Niemand hatte, sie waren alle noch voll von den diversen Köstlichkeiten aus Hogsmeade.

"Dann gehen wir doch gleich nach oben und packen Emilys Einkäufe aus!" Parvati zappelte ungeduldig herum. "Das ist ja sooo spannend!"

Die schwer bepackte Schar erregte einiges Aufsehen, als sie die Große Halle durchquerten.

"Gryffindor war wohl geschlossen im Kaufrausch", höhnte Pansy Parkinson.

"Nö, Emily hat sich nur neu eingekleidet", tönte Lavander giftig zurück. "Und jetzt feiern wir in unserem Schlafsaal ne Klamottenparty!"

Pansy erbleichte vor Neid. So eine Party wäre auch so richtig nach ihren Geschmack gewesen, doch sich in Hogsmeade einen solchen Berg von Kleidung zu kaufen, überstieg ihre Mittel doch erheblich.

"Und was wird aus uns?", verlangte Harry zu wissen, als sie gemeinsam die Treppe hochstiegen. "In euren Schlafsaal dürfen wir nicht rein."

"Euer Pech", kicherte Parvati. "Aber das ist Frauensache."

"Wir kommen dann in den Gemeinschaftsraum", tröstete Hermine. "Später. Dann feiern wir da weiter und futtern wir all deine Schätze aus dem Honigtopf auf." Sie grinste.

"Na schön", meinte Harry. "Aber beeilt euch gefälligst!"

"Weiber", schimpfte Ron. "Weiber, Weiberkram und Weiberangelegenheiten." Er meinte es allerdings nicht böse.

Im Gemeinschaftsraum stellte Emily eine ihrer Tüten ab und wühlte darin herum.
"Das ist für dich", sagte sie, holte ein ziemlich großes Päckchen hervor und warf es Ron zu

Er fing es auf und drehte es neugierig nach allen Seiten. "Was ist da drinne?"

"Schau rein, dann weißt du es." Und mit diesen Worten folgte sie den anderen Mädchen hinauf zu ihrem Schlafsaal.

Ron riß - unter den neugierigen Blicken seiner Freunde - das Packpapier herunter und zum Vorschein kam… ein Festumhang.
Aber was für einer! Weit und großzügig geschnitten schwang er um Rons hoch aufgeschossene Gestalt herum, als er ihn anlegte. Er war aus tiefdunkelbraunem Samt, mit rostfarbenem Satin gefüttert und wurde von einer Schnalle aus Bronze zusammengehalten.

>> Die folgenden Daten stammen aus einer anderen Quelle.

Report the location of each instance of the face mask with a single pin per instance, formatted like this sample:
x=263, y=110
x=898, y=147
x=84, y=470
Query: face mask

"Oh Mann", sagte Harry. "Ich hätte nicht gedacht, dass es eine Farbe gibt, zu der deine Karottenhaare gut aussehen."

Ron drehte sich vor dem Spiegel über dem Kamin. "Der muß ein Vermögen gekostet haben", brachte er schließlich heraus.

"Emily!", brüllte er dann die Treppe hinauf.

"Was ist?" Die Türe zum Mädchenschlafsaal öffnete sich.

"Das ist wirklich lieb von dir, aber…"

"Aber was, gefällt er dir nicht?"

"Doch, er ist traumhaft." Er rang sichtlich mit sich selbst. " Aber das kann ich nicht annehmen…"

"Und wieso nicht? Was glaubst du, was Malfoy sagen wird, wenn er dich so sieht?"

Ron schluckte nur.

"Und außerdem", schallte es von oben, " was soll ich damit? Mir steht diese Farbe nicht!"
Die Türe wurde wieder zugeschlagen und anscheinend war für Emily das Thema damit erledigt.

"Sie wollte dir wohl eine Freude machen", meinte Harry. "Also freu dich jetzt gefälligst auch."

"Das tu ich ja…" Ron war noch immer ziemlich sprachlos. "Aber ich habe noch nie ein so schönes… und so teures Kleidungsstück gehabt."

"Mach dir wegen des Geldes keine Gedanken, die McElwoods dürften mehr als genug davon haben. Was mich viel mehr erstaunt, ist die Tatsache, dass Emily auch Geschmack zu haben scheint. Ich bin sehr gespannt, was sie für sich gekauft hat."

Das waren alle anderen auch - doch als Emily dann eine gute Stunde später mit den anderen Mädchen wieder auftauchten, fielen ihnen beinahe die Augen aus dem Kopf.

"Emily… was ist DAS?" Ron kam ins Stottern und Emily schenkte ihm ein strahlendes Lächeln.

"Etwas Praktisches", meinte sie verschmitzt.